Nothing is harder to do than nothing. In a world where our value is determined by our productivity, many of us find our every last minute captured , optimized, or appropriated as a financial resource by the technologies we use daily. We submit our free time to numerical evaluation, interact with algorithmic versions of each other, and build and maintain personal brands. For some, there may be a kind of engineer’s satisfaction in the streamlining and networking of our entire lived experience. And yet a certain nervous feeling, of being overstimulated and unable to sustain a train of thought, lingers. Though it can be hard to grasp before it disappears behind the screen of distraction, this feeling is in fact urgent. We still recognise that much of what gives one’s life meaning stems from accidents, interruptions, and serendipitous encounters: the “off time” that a mechanistic view of experience seeks to eliminate.
From the introduction to How to Do Nothing: Resisting the Attention Economy by Jenny Odell.
My phone is on silent most of the time. I leave it in the house when I’m gardening. It’s off when I’m writing. I use only a few apps. I’m not on Facebook, Twitter or Instagram. I know I annoy my friends by not being connected – and I have compromised by using Facebook Messenger – but after a brief flirtation I realised social media is addictive. And it’s not what I want to do with my time.
So in a way, Jenny Odell in How To Do Nothing is preaching to a convert. However I enjoyed having my distaste for social media and 24/7 “connectedness” clarified and explained. And it’s as simple as this: I hate knowing that my attention is being manipulated, gamed, algorithmed, stolen, bought and sold by big tech companies for money. And I try, wherever practical, to refuse to let them do it.

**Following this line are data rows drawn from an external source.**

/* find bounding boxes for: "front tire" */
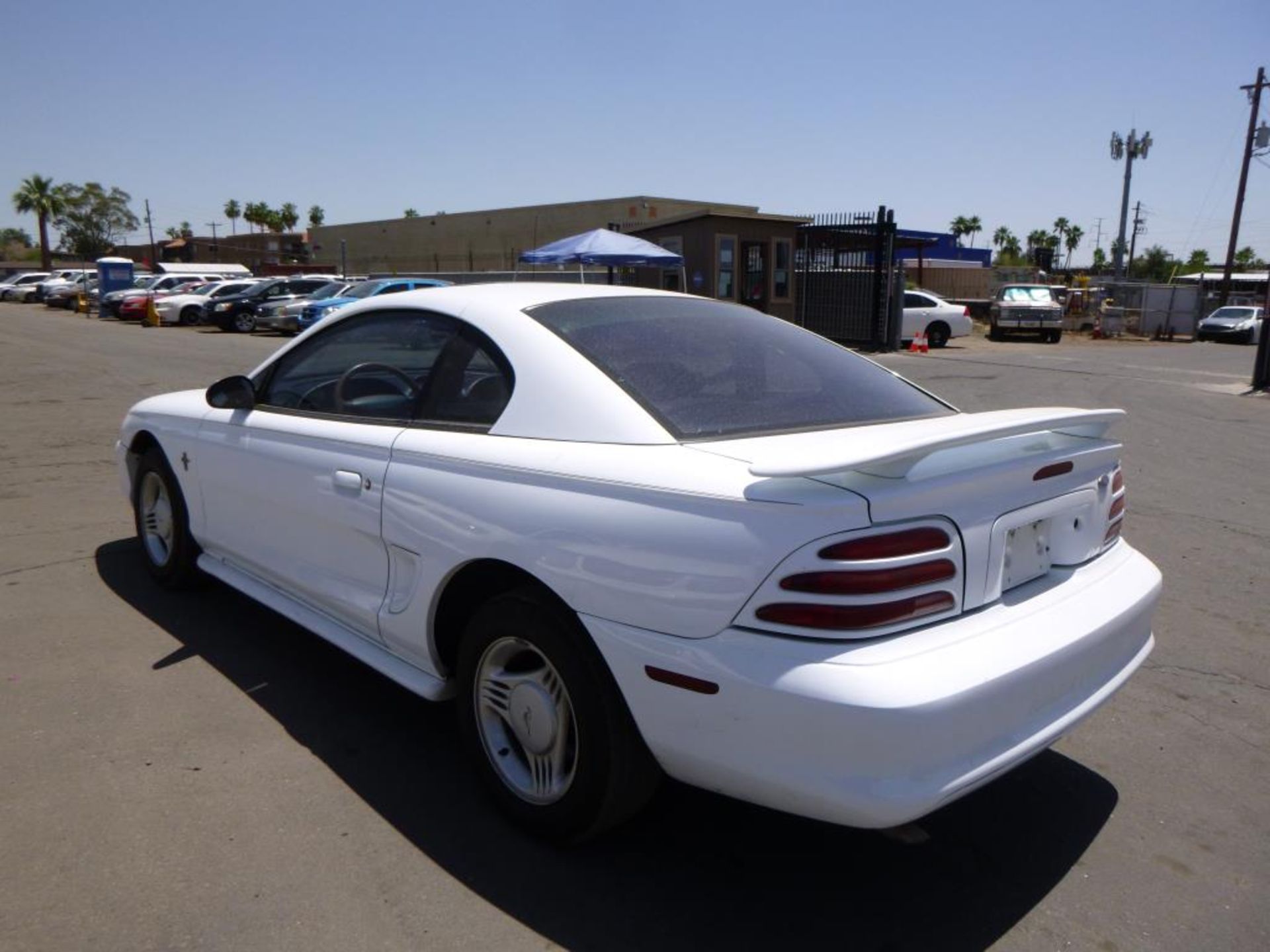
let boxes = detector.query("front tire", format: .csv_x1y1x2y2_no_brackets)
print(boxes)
132,447,198,589
458,588,660,840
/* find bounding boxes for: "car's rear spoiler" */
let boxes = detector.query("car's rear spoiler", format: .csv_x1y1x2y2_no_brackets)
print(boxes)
749,406,1124,477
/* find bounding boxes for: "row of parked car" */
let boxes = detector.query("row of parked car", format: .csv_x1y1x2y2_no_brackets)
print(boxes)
0,269,450,334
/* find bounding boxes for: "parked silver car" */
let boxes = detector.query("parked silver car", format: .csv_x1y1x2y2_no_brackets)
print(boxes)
1195,305,1265,344
255,279,357,334
988,284,1063,344
0,272,48,301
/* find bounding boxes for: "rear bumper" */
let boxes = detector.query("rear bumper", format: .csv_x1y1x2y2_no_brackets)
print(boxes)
255,313,298,331
583,541,1161,826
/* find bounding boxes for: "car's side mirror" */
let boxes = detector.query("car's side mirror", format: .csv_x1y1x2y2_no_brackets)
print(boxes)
207,374,255,410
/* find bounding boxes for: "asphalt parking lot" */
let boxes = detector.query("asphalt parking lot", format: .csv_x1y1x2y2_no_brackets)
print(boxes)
0,305,1270,952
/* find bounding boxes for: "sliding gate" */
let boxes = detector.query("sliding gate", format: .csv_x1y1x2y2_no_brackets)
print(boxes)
794,206,904,350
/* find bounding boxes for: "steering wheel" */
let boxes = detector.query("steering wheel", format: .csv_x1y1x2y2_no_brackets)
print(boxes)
335,360,419,414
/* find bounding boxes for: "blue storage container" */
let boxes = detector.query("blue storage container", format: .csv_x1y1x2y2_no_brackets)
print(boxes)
97,258,132,301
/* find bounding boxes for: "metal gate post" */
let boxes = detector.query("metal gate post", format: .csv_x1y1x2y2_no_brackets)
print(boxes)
1252,320,1270,389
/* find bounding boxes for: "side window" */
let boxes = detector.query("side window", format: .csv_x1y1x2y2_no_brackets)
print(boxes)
419,326,515,426
257,311,456,422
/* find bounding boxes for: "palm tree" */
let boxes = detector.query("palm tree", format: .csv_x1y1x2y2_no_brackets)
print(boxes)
13,175,66,272
965,214,983,247
225,198,243,235
1186,247,1209,272
1063,225,1085,268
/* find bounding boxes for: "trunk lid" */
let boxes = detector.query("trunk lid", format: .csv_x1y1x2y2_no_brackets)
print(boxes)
692,407,1124,611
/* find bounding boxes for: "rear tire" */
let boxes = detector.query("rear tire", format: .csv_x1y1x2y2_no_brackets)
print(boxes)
458,588,660,842
132,447,199,589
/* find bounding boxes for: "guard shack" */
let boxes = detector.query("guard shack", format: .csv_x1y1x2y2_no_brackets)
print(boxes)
630,210,809,321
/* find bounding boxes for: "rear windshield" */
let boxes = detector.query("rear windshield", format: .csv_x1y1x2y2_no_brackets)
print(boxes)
526,297,951,439
1001,287,1054,303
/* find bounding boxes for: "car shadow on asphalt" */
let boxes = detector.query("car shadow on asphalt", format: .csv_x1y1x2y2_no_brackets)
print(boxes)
95,539,1118,949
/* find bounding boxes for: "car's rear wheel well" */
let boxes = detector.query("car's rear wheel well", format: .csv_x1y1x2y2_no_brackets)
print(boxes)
432,559,573,674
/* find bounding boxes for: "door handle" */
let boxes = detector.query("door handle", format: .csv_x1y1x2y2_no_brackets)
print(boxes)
334,469,371,491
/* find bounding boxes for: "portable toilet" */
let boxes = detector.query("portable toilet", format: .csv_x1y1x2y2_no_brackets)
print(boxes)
97,258,132,301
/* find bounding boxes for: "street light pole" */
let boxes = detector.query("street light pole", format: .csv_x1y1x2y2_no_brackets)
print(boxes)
1216,66,1270,307
203,221,221,264
1111,130,1152,280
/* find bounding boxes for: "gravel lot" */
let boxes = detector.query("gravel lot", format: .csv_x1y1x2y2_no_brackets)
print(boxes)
0,303,1270,952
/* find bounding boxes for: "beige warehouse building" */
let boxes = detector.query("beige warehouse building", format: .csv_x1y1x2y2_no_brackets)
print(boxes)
309,196,758,274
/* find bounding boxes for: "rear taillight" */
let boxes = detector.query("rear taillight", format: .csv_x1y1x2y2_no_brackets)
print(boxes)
738,520,964,637
754,592,956,631
1103,467,1125,548
820,527,949,561
781,559,956,595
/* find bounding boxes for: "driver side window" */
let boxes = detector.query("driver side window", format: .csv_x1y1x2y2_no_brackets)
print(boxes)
257,311,456,422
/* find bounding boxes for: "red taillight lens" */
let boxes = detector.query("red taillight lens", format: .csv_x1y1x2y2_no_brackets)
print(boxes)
754,592,956,631
781,559,956,595
1107,496,1124,519
819,527,950,561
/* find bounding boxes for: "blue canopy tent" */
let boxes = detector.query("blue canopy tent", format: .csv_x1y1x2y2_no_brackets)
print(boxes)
519,229,683,283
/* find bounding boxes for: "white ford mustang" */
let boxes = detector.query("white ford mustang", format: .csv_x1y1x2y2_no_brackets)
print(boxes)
118,284,1161,838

But this isn’t a rant, and though it’s dense, it isn’t dry reading. Odell is great company as she explores the ways individuals and communities have tried to refuse to participate in their own exploitation. She talks about the “dropping out” hippie culture of the 1960s and ’70s, sit-ins and protests and strikes, individual and collective action, parks and libraries and other kinds of non-productive public spaces. She explores hiking and bird-watching and learning about and simply being in your local environment. And above all, she talks about paying attention.

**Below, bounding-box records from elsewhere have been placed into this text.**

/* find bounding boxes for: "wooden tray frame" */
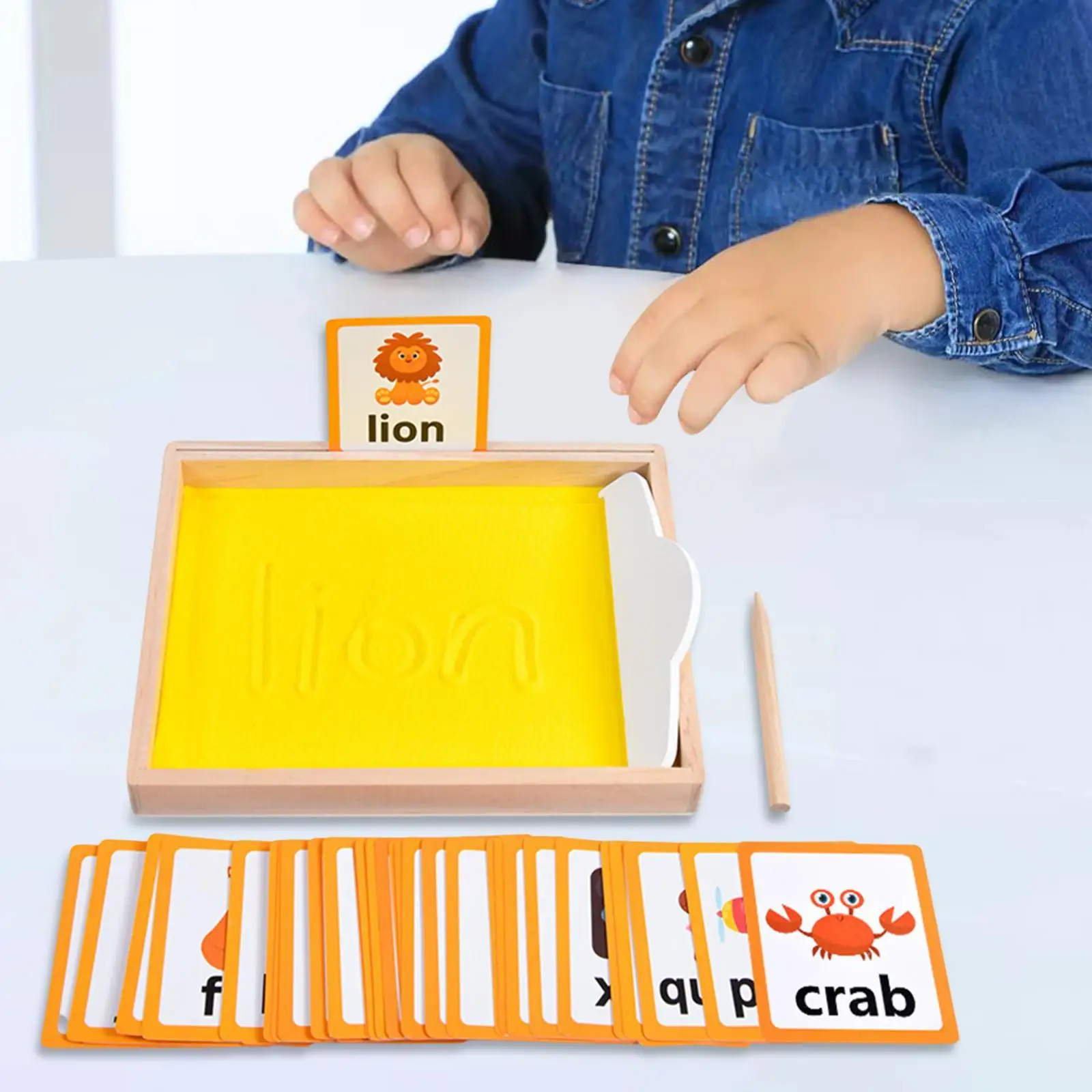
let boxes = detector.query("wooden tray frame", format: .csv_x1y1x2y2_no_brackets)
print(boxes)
128,444,704,816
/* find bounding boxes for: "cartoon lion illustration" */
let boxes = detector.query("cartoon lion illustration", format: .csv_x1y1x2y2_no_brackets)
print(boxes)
373,333,441,406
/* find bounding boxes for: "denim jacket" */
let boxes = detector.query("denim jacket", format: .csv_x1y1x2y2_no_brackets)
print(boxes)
319,0,1092,373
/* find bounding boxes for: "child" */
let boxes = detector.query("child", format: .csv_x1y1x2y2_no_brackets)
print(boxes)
295,0,1092,431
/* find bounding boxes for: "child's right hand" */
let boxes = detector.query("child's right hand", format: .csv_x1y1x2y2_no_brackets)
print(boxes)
293,133,490,272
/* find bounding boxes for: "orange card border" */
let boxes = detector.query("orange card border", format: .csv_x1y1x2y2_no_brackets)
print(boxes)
326,315,493,451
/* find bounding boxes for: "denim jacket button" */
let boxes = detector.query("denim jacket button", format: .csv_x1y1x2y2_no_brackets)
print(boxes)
679,34,713,68
652,224,682,258
973,307,1001,341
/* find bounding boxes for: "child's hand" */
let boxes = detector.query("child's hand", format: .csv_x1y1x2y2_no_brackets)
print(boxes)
293,133,489,272
610,204,945,433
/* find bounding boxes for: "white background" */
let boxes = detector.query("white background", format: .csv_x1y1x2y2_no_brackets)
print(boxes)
0,0,490,261
113,0,490,255
0,0,34,261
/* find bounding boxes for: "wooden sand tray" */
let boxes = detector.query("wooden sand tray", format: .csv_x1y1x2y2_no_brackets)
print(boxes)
128,444,704,816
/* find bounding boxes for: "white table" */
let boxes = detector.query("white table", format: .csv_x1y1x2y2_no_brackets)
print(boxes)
0,258,1092,1092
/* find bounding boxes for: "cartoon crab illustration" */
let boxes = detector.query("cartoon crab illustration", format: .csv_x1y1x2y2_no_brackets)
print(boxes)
766,888,914,959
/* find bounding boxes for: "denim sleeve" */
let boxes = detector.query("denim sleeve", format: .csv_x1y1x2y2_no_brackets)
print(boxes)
309,0,548,269
876,0,1092,375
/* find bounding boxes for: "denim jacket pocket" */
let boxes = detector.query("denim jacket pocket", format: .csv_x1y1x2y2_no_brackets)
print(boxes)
538,76,610,262
730,113,899,244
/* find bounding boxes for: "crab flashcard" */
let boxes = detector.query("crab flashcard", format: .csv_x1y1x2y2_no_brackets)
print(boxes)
326,315,490,451
681,844,760,1043
142,837,231,1043
739,843,958,1043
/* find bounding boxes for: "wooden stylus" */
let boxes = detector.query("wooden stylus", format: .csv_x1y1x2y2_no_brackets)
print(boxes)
751,593,788,811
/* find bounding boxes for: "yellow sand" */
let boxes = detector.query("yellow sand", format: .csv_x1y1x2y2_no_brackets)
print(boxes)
152,486,626,768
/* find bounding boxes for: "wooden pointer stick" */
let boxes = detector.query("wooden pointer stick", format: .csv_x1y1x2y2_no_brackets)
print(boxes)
751,593,788,811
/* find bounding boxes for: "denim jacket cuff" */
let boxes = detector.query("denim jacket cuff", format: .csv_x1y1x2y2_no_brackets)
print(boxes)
867,193,1041,364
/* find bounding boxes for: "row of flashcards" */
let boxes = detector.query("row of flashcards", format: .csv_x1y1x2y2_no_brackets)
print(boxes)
42,835,958,1047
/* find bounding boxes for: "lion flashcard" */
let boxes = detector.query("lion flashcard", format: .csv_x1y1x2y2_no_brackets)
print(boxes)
326,315,490,451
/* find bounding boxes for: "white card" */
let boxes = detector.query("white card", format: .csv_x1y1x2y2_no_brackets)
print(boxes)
568,850,613,1028
85,850,144,1029
515,850,531,1023
435,850,448,1024
413,850,425,1026
335,845,364,1024
459,850,495,1028
637,850,706,1028
291,848,311,1028
326,315,489,451
235,850,270,1028
133,861,160,1021
690,853,758,1028
535,850,557,1024
750,852,943,1033
158,848,231,1028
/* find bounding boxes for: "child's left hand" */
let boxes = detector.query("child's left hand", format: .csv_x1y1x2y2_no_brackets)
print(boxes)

Odell’s antidote is looking and really seeing the place where you are. Being there with your mind, body and all your senses. Learning about your local environment – the geography and geology, the history, the flora and fauna. The birds – she’s big on birds. She talks about paying attention, and then deepening that attention.
Which I think equates to love, doesn’t it?

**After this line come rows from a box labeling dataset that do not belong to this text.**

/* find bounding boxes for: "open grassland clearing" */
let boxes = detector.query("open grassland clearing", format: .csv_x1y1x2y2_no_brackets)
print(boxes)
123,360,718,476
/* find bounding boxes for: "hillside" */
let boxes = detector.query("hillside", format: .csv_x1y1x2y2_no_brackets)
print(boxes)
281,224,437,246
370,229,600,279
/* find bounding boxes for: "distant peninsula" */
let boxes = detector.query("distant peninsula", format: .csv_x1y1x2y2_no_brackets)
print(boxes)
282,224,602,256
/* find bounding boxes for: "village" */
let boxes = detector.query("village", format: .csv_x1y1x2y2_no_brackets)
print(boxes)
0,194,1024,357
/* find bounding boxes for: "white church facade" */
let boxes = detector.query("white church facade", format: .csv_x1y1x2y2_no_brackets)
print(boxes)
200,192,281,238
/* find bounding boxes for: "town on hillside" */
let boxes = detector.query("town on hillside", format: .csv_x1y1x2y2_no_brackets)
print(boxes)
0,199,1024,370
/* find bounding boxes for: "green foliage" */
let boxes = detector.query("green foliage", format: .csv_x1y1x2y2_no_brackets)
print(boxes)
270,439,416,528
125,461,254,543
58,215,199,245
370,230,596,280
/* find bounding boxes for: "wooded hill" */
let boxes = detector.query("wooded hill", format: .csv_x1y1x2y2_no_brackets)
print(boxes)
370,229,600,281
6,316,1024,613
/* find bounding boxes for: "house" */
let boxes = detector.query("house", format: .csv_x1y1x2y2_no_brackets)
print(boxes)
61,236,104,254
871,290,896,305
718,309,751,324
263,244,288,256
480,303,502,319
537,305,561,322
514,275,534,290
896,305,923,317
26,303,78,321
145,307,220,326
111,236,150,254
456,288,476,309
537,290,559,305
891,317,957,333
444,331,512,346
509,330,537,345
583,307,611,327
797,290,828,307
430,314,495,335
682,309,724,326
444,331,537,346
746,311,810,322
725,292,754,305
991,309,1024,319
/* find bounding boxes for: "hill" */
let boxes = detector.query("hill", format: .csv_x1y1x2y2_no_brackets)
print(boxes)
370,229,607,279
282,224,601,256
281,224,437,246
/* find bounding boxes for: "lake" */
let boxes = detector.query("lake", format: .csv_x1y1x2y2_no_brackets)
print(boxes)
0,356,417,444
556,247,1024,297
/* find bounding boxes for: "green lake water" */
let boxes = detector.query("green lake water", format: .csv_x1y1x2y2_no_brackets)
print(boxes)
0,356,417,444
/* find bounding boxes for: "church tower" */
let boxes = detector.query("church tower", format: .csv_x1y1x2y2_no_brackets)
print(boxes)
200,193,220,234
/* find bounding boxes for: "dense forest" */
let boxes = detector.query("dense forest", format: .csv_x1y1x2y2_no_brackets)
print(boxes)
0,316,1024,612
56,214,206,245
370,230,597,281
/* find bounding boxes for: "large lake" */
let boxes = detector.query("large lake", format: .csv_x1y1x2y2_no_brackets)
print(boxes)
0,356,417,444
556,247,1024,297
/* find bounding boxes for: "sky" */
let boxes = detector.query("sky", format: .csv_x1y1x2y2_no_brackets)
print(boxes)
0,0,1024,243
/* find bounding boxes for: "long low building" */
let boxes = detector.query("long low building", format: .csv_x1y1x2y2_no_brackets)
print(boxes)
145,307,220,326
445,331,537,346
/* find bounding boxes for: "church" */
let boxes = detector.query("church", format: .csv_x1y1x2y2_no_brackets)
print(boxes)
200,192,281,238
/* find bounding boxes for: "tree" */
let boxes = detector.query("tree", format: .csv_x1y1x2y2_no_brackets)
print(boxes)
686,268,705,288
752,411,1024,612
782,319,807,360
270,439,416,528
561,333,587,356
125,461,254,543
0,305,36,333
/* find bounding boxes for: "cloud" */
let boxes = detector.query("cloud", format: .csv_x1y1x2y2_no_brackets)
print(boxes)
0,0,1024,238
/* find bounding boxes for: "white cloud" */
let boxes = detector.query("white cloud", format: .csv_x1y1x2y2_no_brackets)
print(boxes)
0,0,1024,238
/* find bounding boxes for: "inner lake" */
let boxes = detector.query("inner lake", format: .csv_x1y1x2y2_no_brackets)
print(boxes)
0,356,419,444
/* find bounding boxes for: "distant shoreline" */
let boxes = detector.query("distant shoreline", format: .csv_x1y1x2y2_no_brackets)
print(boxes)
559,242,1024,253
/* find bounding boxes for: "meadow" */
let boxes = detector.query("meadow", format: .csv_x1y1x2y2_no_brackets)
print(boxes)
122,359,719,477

This book has been on my radar for a while, though I am very good at doing nothing already! I must guiltily admit that I have been sucked into the big whirlpool of social media, but I tell myself I could leap out at any time. Probably kidding myself… Though my social media world feels like a very benign place, compared with the horror stories I hear.
I know some people who almost exclusively use Facebook to keep in touch with their not-very-communicative far-flung kids! Seems fair enough. I just wish it didn’t benefit Zuckerberg and his billions.
I also use Facebook to keep in touch with my cousins and friends in the UK, and most of my feed consists of Chat 10, Looks 3, which is mostly people giving each other kind advice and doing favours for each other. If only the whole world was made of Chatters, it would be a better place. Oh, and kidlit folks, of course — also uniformly lovely.